Looking to replace the sights on my Glock with "Night Sights".

I had Ameriglo's on my M&P and am looking at that option for the Glock.
Surfing the net brought ads up for Meprolight, and Trijicon.

Anyone using Trijicon or Meprolight sights?


----------



## SpongeBob*24 (Aug 21, 2016)

Gangsters don't aim.......:blkeye:


----------



## Kraut783 (Aug 21, 2016)

I just replaced my standard trijicon front sight with Ameriglo....the rear sights are the standard glock sights.  I found the standard Trijicon and Ameriglo sights were the same in the dark, while in the light, the Ameriglo was better for me. The attached picture is the same front sight I have...nice and bright during daytime. But, for the price..why not go with Ameriglo, they use Trijicon tubes and the price is better.


----------



## Brill (Aug 21, 2016)

Laser!


----------



## policemedic (Aug 22, 2016)

Trijicon HD, FTW.  Or an RMR, but that's another conversation. 
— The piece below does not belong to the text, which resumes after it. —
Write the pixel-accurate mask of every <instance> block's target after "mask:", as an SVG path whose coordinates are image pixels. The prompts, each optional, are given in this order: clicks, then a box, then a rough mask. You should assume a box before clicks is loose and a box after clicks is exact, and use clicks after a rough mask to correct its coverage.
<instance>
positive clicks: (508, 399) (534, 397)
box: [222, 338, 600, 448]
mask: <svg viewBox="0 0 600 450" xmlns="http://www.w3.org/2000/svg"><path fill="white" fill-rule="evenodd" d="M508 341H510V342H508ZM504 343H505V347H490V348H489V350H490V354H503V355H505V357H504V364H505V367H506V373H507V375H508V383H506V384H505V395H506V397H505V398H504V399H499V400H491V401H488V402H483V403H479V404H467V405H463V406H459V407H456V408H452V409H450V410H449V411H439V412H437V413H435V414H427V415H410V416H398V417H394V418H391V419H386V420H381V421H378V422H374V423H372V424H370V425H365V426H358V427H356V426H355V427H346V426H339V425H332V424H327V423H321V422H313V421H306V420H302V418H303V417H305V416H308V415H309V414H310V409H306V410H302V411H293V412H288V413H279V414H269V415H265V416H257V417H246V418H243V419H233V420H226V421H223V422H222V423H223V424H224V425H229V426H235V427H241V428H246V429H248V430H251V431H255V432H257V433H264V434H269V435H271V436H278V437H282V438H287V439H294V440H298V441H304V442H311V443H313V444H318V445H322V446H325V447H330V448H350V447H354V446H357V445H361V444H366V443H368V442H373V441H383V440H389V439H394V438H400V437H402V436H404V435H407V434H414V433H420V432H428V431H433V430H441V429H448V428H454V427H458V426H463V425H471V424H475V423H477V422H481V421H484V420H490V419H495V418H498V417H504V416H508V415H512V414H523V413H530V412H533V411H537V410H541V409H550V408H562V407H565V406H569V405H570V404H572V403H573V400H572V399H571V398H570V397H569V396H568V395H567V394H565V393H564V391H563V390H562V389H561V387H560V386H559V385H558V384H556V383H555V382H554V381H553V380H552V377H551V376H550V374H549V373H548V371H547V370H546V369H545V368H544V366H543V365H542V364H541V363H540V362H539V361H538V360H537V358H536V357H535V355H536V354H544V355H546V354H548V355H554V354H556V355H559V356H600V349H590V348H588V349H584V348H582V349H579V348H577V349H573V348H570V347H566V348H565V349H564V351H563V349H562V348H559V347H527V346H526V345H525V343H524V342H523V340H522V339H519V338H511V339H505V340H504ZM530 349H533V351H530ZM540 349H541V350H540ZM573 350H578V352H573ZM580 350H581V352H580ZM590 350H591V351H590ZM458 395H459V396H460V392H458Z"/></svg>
The HDs offer an awesome sight picture and greatly facilitate one handed manipulations/malfunction clearing.

Pics later.


----------



## Devildoc (Aug 22, 2016)

I have Trijicons and like them fine.  I have had Ameriglo, Meprolight, and Big Dot XS.  Out of all of them I prefer the Trijicons and Bog Dot, but I would like to try the Vickers' sights.


----------



## Diamondback 2/2 (Aug 22, 2016)

Trijicon HD's on my G19, great sights!


----------



## Etype (Aug 22, 2016)

Factory Glock night sights are pretty damn good.


----------



## policemedic (Aug 22, 2016)

The rear sights are deliberately dimmer than the front sight, and they don't have a white outline.  In daylight, you don't notice the dots but you do notice the large orange ring around the front sight.


----------



## The Hate Ape (Aug 30, 2016)

DA SWO said:


> Looking to replace the sights on my Glock with "Night Sights".
> 
> I had Ameriglo's on my M&P and am looking at that option for the Glock.
> Surfing the net brought ads up for Meprolight, and Trijicon.
> ...



Factory Glock Night Sites use Ameriglo tubes.

99 dollars where I am at, I have them on my 19 and pocket single-stack Glock. I've used Trijicon before and honestly, I prefer the Glock Night Sites over them.

Except for the Trijicon HDs, those are really nice but twice as expensive.


----------